Chilly is mostly used in its powdered form in day-to-day food as well as in making various seasonings like Sauces, Chutneys & Pickles. Red chili powder is an indispensable ingredient in most Indian dishes.

The dried chilies which are brought from farms are sun dried till they become crisp after which they are grinded in 3 step process into fine powder. Generally, one or two varieties of dried red chilies are blended together and pulverized into a fine powder on the basis of the desired color and the pungency of the powder.

Cinnamon

Cinnamon has a woody, earthy, sweet flavor. It’s a warming spice. Cinnamon was one of the major goals of world exploration in the 15th and 16th centuries and played an important role in the discovery of America.
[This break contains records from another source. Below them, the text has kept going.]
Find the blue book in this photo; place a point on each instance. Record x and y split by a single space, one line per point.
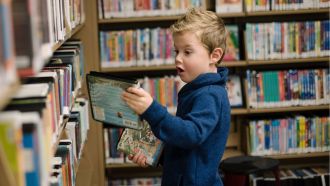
31 156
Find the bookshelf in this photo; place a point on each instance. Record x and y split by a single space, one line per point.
83 166
240 115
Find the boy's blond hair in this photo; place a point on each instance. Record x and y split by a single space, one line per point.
209 28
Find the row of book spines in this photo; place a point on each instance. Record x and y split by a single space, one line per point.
149 47
7 47
136 46
28 150
56 18
115 8
287 40
266 5
314 175
64 16
155 181
289 135
288 87
70 149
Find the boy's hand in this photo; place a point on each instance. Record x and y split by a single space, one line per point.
138 99
138 158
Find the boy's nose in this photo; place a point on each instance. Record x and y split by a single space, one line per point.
178 59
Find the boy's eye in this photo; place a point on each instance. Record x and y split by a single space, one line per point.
187 52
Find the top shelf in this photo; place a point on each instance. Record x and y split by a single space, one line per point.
68 36
223 15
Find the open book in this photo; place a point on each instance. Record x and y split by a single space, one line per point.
107 107
105 97
142 140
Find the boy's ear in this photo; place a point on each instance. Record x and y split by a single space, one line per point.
216 55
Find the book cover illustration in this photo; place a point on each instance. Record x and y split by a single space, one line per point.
234 91
106 103
142 140
232 42
229 6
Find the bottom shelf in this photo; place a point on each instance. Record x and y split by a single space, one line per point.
7 178
132 171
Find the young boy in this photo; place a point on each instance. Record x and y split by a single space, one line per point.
195 138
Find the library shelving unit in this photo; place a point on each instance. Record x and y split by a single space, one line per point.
86 168
236 144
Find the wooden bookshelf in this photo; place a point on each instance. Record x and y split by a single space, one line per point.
127 171
300 155
241 114
68 36
240 15
288 61
228 64
165 67
60 133
239 111
288 109
139 19
287 12
7 177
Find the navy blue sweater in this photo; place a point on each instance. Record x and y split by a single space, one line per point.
195 138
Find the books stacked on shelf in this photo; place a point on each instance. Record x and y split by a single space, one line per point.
232 44
257 5
65 163
268 89
143 8
307 176
154 181
229 6
287 40
38 26
40 106
69 150
289 135
7 55
28 149
142 47
150 46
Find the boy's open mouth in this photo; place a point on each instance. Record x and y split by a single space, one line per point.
179 69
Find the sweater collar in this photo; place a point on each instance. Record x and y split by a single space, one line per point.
219 78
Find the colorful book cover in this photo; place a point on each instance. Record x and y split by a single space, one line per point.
232 46
229 6
106 104
142 140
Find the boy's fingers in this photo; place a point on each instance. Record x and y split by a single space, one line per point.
137 91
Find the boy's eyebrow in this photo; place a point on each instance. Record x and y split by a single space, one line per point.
186 46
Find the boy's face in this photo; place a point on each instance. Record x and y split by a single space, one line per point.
191 57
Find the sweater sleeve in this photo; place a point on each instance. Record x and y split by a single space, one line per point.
189 131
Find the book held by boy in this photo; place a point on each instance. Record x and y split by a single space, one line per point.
105 96
143 141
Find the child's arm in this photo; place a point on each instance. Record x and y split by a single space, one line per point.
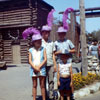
45 59
31 63
71 84
54 61
58 76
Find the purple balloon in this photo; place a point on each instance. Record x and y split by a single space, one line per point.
65 17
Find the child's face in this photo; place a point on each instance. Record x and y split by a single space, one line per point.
45 34
62 35
64 58
37 43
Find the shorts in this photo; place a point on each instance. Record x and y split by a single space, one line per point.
65 83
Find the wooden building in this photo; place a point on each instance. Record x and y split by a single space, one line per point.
15 16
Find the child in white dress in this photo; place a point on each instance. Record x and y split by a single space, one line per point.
37 60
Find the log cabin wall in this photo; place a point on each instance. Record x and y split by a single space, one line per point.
15 16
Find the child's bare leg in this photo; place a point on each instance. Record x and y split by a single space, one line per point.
42 85
34 90
61 95
68 95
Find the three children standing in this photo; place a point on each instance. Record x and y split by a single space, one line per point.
43 62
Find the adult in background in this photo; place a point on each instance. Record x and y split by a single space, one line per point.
64 45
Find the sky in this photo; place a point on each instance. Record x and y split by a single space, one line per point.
92 24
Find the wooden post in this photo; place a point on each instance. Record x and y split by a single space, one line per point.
83 38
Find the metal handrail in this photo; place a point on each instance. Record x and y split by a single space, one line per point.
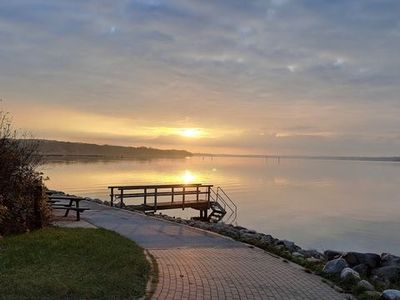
222 199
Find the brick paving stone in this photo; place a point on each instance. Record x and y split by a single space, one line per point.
194 264
238 273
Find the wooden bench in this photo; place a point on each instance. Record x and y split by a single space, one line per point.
78 210
69 206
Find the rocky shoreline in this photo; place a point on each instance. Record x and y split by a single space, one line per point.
365 275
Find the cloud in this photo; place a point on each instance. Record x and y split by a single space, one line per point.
251 66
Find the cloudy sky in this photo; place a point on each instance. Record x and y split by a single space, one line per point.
223 76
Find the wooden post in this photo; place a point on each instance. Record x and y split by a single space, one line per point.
37 199
78 212
183 197
155 199
209 195
112 197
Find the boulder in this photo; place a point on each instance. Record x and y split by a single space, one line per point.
249 238
331 254
361 269
313 260
365 285
289 245
352 258
389 260
335 266
349 275
391 295
372 260
371 295
387 274
298 255
312 253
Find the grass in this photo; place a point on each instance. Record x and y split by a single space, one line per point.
66 263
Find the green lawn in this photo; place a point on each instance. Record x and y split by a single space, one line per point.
61 263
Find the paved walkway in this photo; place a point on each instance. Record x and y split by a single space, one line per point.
195 264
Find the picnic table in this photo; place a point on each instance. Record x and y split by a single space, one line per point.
72 203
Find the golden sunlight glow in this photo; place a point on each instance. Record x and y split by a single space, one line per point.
188 177
190 132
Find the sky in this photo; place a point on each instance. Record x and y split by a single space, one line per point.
283 77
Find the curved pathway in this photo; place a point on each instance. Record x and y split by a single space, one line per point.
196 264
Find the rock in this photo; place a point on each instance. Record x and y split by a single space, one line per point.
365 285
387 274
372 260
298 255
361 269
289 245
313 260
371 295
389 260
349 275
352 258
312 253
335 266
267 239
331 254
231 233
391 295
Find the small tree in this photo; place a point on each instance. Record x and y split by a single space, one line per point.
22 200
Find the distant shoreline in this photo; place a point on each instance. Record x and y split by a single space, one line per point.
342 158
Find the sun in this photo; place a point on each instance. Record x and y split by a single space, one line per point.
190 132
188 177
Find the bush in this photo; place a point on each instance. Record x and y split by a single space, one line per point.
22 200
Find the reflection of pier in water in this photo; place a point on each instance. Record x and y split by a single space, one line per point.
201 197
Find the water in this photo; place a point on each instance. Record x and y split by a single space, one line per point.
344 205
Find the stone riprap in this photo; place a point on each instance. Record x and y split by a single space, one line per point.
359 269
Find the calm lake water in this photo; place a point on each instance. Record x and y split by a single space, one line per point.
344 205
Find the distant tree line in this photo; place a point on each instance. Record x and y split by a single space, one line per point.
54 148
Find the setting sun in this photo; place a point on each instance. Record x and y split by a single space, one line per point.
190 132
188 177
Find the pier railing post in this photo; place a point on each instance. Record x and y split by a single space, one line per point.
208 195
155 199
112 197
183 197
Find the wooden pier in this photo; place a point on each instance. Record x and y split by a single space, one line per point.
200 197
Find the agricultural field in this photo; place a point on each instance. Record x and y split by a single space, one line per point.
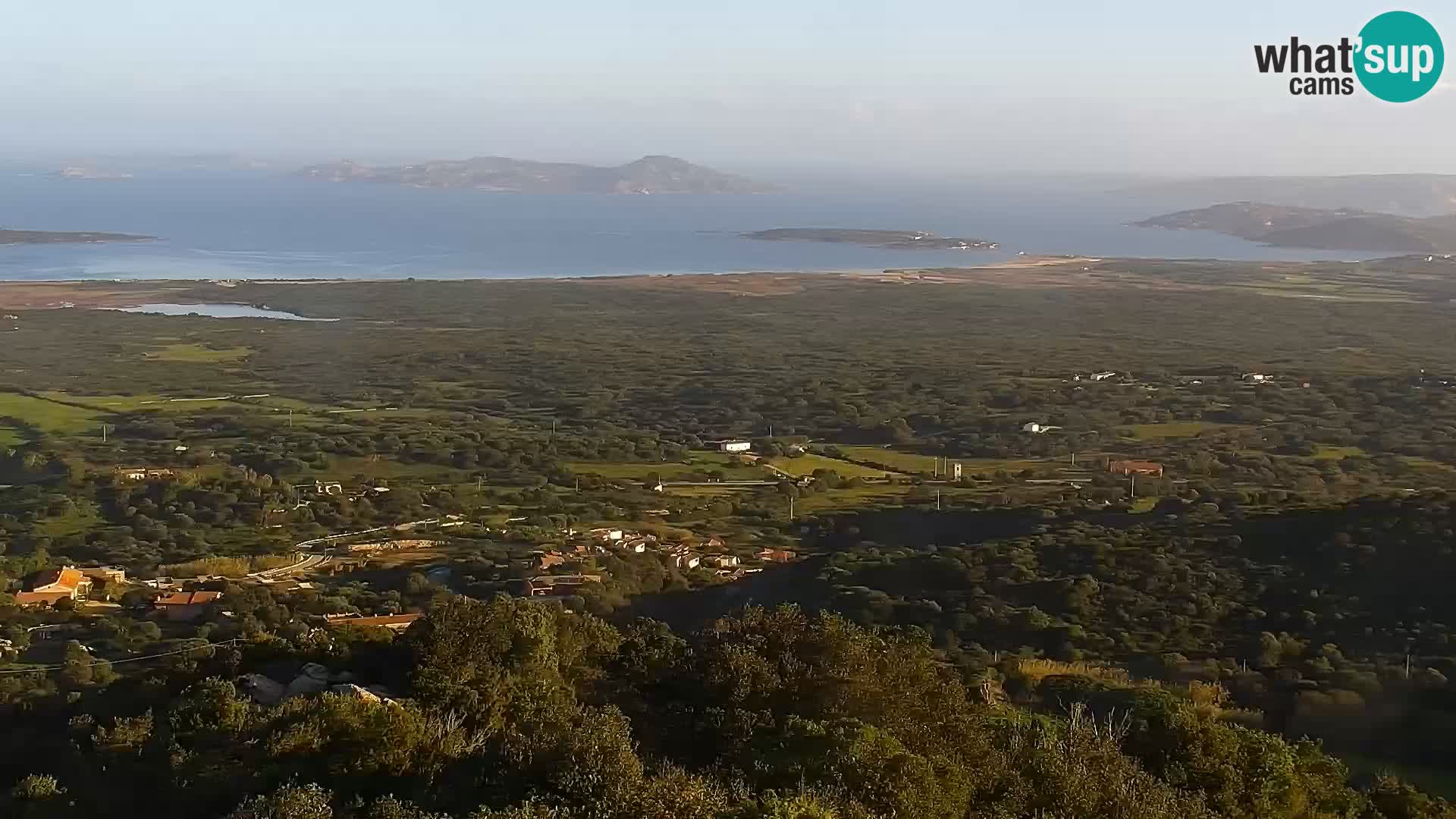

The Romans believed its fragrance was sacred. Emperor Nero burned a year’s supply of the city’s cinnamon at the funeral rites of his wife, Poppaea. Indonesia and China are the chief sources of cinnamon. In India cinnamon is mostly grown in Kerala.

Cloves

Cloves have an astringent, sweet-hot, fruity flavor that leaves a numbing sensation in the mouth. It’s a warming spice. In Chinese history, during the Han period (220-206 BC) court officials had to hold whole cloves in their mouths when addressing the Emperor – to make sure their breaths were clean.

Cloves were the most prized of all spices in the western world. Columbus and Magellan and other explorers sought it in the age of discovery. Cloves were introduced into India along with nutmeg by the British East India Company during the 19th Century. In India, Karnataka, Tamil Nadu, and Kerala are the main clove-producing states.

Coriander

Coriander has a flavour that combines lemon and sage, with a sweet note as an undertone. It’s a cooling spice. The Greeks and Romans thought it to be an aphrodisiac. By the third Century B.C, the Romans knew it was an excellent seasoning for food.

Coriander is native to the Mediterranean area. In India, Gujarat, Rajasthan, Andhra Pradesh, Tamil Nadu, and Madhya Pradesh are the major producers.

Coriander Powder

Coriander Powder is widely used in almost every Indian Cuisine. Coriander Powder is prepared by grinding the high-quality of matured sun-dried coriander seeds in natural form. This assures a fresh taste and aroma to the dish to which these are added and makes the cuisine more relishing.

Cumin

Cumin seeds have a penetrating musty, earthy flavor. It’s a cooling spice. In the middle ages, cumin was believed to keep lovers faithful and chickens from straying. More recently, cumin has become popular because of its use in Mexican cooking.

A native of Egypt and the Mediterranean, cumin is now mostly produced in India. Gujarat, Rajasthan, and Uttar Pradesh are the prominent producers.

Cumin Powder

Dry roast the cumin seeds till you notice a strong aroma. Cool down completely and grind to a fine powder. Alternatively, use a mortar pestle to do the same. Always store the powder in a dry and air-tight container. Cumin powder is widely used in preparing curry powders. It is also used to make chhaas (buttermilk), kadhi, salads and subzis.